花瓶─狂気の恋─



真帆は足を止めたと思うと、そのまま大きく一歩踏み出して千紗の方へ走り出した。
千紗はもう戦意喪失、何も考えられない、何も出来ない状態。ただ向かってくる真帆を見つめることしか出来なかった。

真帆は千紗の目の前まで来ると、勢いにのって両手で千紗の胸を押した。

千紗はその衝撃に顔を顰め、同時に身体がうくような感覚を感じた。
それもそのはず、千紗は今空中。真帆の狂気に呑まれ、後ずさりをしている内に知らず知らずに崖のギリギリまで追い詰められていた。

真帆の姿がどんどん遠くなる。千紗は涙を空中へ零しながら、片手を真帆の方へ伸ばしながら落ちていった。
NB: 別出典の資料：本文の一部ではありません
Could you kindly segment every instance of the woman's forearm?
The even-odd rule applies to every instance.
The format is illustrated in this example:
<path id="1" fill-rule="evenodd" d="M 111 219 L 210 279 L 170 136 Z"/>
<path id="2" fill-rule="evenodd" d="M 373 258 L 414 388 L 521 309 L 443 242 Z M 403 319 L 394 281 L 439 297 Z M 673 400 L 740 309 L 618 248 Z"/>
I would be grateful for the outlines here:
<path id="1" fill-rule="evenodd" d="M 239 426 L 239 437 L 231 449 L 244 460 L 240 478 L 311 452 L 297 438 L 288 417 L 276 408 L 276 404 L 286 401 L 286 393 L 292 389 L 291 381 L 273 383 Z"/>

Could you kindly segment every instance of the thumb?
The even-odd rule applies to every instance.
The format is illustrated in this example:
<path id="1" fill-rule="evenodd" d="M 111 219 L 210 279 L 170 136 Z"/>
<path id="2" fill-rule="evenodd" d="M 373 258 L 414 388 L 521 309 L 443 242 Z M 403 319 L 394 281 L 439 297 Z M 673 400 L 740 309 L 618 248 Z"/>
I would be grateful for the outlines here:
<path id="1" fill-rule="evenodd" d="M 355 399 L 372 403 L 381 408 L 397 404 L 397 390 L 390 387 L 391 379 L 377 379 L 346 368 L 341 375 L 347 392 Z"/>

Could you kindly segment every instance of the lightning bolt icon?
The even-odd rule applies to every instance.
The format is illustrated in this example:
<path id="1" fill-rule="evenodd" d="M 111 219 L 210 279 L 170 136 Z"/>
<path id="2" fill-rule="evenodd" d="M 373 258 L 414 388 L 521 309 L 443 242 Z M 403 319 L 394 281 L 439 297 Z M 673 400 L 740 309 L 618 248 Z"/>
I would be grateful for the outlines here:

"自分は落とされた"そう自覚した瞬間、千紗は崖下の岩に激突。背中から落ちた。
岩との派手な衝撃音、生々しい気持ち悪いような音は二人だけに届き、静寂が訪れた。

千紗は背中を中心に赤い鮮血がじわぁっと広がっていく。腕や足も当たりどころが悪かったのか、折れていた。
千紗は口から血を垂らしながら、崖の上にいる真帆の方を見つめて動かなかった。


「ふっ...ブフッ!....あははははははッ!!ざまぁみろ!あははははははははッ!本当に最っ高!!死んで詫びろ!キャハハハハハハハハハハハハハハハハハハハハハ!!」


暗雲で包まれた空に向かって真帆は高笑いをした。今までのどの瞬間よりもスッキリし、とても嬉しかった。